The line "I gave her my heart and she wanted my soul," I believe, was about how Joan Baez wanted Bob Dylan to make every song and every performance about the struggle against the war. Bob said no and walked away. He wanted to be an artist and make his art, not the art the movement demanded of him. If the movement could use his art, great, if they couldn't, it didn't really matter to him. To be an artist is to reject the expectations of others, to reject the expectations of society is an essentially right wing, in the sense of classical liberalism, attitude.

There is the other sense of the term "right wing" which is used to describe nativists, for example, I don't think that applies here.

Mark Caplan said...

tim in Vermont wrote:

"The left is largely about conformity and common purpose while allowing small freedoms."

Sometime stream TRIUMPH OF THE WILL if you care to see conformity and common purpose on the Right.

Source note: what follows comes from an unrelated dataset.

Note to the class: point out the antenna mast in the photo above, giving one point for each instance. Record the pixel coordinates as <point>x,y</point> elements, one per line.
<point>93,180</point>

The Left is the natural setting for nonconformity -- green hair, pierced tongues, slang, profanity, subversive gestures, "off the pigs," and other evidence of arrested maturity and intellectual maldevelopment.

tim in vermont said...

There are two things called "the right" This was a very clever move by the left. I am referring to classical liberalism.

Ann Althouse said...

"My "under-pillow speaker in the middle of the night"????? What is up with that Professor? Are you an un-previously-confessed insomniac or experimenting in filling your great dreaming brain with new material?"

I've explained it a few times. It's my cure for insomnia and has been for 20 years. I listen to audiobooks, and it keeps me from thinking my own thoughts, which were what kept me awake all those many years ago. Now, it's just a habit.